When we're not able to manifest our desires or reach our goals, it is a time to reflect and ask, Is there something taking my attention away? Is there something that I'm doing that is destructive? Is there some place I'm spending my energy when it would be better spent on this project?
Maybe Miles is able to have a couple of glasses of wine once a week. I would tell him, OK, try it for three weeks to a month. If you can do it and manage it, then fine, but if you can't it's because you have a problem.
Why do you think this movie is so popular?
I think it's got a lot of things in it that people can relate to. First of all it has a lot of shadow in it, a lot of dark side, and all of us have a shadow- and most of us like watching other people's shadows self-sabotage rather than our own. It gives us kind of a relief, and we can say to ourselves, Well, I'm not so bad, I only drink two glasses a night and they're drinking six.
I think also there's love and romance and a lot of hope. Especially when we see Miles turn around, it gives us that hope, that, Ah. people do realize the truth and make better choices in their life-and I think that gives all of us hope that if there's a place where we're falling short, we'll one day wake up and start making better choices for ourselves.

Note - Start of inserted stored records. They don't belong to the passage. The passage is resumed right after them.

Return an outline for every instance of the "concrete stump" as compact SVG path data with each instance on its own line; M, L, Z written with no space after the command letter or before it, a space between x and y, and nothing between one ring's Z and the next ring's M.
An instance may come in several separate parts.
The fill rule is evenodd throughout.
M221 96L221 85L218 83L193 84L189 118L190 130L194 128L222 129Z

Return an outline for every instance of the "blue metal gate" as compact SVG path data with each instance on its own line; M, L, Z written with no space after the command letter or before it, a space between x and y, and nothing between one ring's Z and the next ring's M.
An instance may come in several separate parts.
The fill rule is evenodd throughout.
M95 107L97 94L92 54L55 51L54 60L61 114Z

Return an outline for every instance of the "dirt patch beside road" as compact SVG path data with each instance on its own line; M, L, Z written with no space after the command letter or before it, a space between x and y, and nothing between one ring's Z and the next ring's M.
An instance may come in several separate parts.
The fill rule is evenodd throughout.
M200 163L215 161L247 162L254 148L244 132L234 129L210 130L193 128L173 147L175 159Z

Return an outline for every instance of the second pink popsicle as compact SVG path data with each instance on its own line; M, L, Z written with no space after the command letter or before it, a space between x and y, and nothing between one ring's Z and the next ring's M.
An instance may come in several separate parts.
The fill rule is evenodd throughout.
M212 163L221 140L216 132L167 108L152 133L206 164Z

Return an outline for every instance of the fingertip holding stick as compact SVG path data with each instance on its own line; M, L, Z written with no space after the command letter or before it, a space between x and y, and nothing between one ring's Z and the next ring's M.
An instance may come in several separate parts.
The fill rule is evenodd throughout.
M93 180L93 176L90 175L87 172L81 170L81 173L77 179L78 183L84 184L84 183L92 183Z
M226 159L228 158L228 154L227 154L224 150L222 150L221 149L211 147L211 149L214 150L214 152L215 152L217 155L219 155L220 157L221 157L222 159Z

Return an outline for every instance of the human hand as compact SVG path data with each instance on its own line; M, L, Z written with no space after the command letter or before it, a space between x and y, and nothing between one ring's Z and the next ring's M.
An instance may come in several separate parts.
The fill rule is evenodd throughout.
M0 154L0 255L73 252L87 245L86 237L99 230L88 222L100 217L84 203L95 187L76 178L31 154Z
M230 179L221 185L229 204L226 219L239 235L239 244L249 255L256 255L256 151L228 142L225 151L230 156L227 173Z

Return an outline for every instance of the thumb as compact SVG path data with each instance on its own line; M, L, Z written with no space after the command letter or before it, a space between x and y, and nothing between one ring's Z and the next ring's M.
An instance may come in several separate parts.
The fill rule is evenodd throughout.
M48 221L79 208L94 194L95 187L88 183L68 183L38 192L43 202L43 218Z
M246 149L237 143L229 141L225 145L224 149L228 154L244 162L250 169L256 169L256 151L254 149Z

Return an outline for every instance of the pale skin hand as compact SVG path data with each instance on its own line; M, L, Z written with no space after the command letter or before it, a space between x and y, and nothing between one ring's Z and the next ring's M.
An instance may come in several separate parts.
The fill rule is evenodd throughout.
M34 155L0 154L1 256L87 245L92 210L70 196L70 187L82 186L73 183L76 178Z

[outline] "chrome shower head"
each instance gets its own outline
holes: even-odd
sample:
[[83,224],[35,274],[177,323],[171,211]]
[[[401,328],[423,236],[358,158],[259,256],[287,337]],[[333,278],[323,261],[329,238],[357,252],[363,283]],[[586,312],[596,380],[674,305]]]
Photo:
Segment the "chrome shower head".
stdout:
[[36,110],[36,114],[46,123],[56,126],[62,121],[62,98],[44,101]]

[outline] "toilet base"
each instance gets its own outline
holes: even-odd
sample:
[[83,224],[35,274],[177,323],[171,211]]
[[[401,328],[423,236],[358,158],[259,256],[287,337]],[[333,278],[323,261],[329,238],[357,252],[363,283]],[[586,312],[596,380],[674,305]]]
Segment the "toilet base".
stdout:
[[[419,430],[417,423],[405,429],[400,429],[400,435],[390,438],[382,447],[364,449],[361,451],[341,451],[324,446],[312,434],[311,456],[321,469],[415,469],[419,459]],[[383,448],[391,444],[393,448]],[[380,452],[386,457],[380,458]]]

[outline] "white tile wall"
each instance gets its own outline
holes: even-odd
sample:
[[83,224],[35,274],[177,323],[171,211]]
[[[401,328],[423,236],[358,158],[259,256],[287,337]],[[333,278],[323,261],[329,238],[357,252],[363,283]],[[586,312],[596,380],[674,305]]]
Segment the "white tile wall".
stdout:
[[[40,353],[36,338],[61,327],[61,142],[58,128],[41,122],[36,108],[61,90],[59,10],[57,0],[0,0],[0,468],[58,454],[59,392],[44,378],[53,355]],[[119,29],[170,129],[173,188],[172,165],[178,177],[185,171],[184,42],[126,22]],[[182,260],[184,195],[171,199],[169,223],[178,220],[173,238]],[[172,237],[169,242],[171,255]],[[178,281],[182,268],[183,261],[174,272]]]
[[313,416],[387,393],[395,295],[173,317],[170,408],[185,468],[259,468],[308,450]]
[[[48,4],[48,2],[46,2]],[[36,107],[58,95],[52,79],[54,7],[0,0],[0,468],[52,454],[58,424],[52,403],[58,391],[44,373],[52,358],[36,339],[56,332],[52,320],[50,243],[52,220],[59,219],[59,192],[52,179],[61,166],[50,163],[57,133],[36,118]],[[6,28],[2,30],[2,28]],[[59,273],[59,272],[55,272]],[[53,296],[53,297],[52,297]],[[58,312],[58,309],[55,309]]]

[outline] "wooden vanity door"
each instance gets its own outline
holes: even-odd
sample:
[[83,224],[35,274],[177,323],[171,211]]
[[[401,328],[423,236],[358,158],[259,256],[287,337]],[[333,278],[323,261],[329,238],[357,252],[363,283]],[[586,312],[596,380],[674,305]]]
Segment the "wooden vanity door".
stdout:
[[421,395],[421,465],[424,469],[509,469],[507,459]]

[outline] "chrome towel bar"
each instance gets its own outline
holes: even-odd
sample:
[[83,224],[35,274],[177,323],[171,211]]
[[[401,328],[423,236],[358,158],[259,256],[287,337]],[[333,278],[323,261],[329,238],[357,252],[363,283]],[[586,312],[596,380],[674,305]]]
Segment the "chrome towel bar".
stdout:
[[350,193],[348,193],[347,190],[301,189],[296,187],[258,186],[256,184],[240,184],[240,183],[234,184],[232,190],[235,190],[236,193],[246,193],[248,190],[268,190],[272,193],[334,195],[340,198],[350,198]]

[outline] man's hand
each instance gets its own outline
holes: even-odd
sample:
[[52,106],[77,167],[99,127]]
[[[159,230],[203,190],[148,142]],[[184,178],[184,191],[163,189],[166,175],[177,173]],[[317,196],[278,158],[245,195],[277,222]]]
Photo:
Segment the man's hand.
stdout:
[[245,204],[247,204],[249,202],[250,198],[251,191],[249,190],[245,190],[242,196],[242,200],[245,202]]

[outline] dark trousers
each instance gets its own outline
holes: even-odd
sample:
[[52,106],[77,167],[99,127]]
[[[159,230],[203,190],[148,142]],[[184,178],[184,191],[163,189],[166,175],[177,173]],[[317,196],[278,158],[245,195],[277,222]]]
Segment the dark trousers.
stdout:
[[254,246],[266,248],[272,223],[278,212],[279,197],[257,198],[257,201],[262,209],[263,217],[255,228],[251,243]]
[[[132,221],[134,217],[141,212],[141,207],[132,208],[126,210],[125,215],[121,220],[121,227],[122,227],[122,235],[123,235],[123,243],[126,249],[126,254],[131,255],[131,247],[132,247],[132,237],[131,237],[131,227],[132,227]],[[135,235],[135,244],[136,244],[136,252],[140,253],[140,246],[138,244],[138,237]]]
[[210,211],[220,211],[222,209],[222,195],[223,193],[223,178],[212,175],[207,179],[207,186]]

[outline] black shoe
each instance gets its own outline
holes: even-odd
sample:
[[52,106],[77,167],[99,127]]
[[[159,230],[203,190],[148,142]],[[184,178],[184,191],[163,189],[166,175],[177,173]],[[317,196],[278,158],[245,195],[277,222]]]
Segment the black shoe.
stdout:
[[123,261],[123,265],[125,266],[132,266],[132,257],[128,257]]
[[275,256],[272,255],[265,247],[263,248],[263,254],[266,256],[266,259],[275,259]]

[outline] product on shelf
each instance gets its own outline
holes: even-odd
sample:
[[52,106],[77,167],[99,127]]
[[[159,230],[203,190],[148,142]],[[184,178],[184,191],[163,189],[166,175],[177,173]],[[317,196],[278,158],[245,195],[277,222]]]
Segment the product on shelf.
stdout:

And I think any movie like that-where ultimately it looks like Miles is going to win, at least win in love-you know we all want that.
In the movie, things don't improve for Miles simply because this beautiful woman has landed in his life-but because he opens himself up to her. The change is in him.
When Miles first says to Maya, I'm sorry I should have told you [that Jack, who is fooling around with her friend, is actually engaged to another woman], she walks away from him. She says, I'm sorry I'm not going to have that [kind of deception] in my life, I've done that. She sets a very strong boundary. And then we don't see her for a while, right?
In the meantime, Miles has an internal awakening, and he starts to shift his behavior. And then she calls. So that takes us back to a good question, Would Maya have called if Miles had never had that "aha"?
So you don't see it as a coincidence. In one of your books you write, "Everything is as it should be."
No, I don't see it as a coincidence at all. I think that Miles' external world starts to match up with the internal shift. She is obviously a woman who wants integrity and truth and honesty in a relationship. And in the beginning he wasn't honest with her about anything. But he eventually comes clean with her. He takes those steps along the way, and then he just gets back to his life a different way, and we can feel that shift from him. And that's when she calls.
Our external world really is a mirror of our internal world: We send out energy, we send out that vibrational frequency. You can tell me what's going on in your outside world, and I can always tell you what's going on in your inside world. And so when we really want to see something different happen in our outer world, we have to go inside and make those shifts.
Have you heard about all these people now flocking to Santa Barbara wine country? I read that many of them are not necessarily even into wine.
They're chasing love. Ultimately, that's what it's about. It's about somehow finding love there. Even if it's like with Jack, for three nights [laughs]. People want love, and it's sexy. So here you have love, sex, and wine in this beautiful movie that winds up hopeful. They're just chasing hope. And it looks right now like hope lives in Santa Barbara [laughs].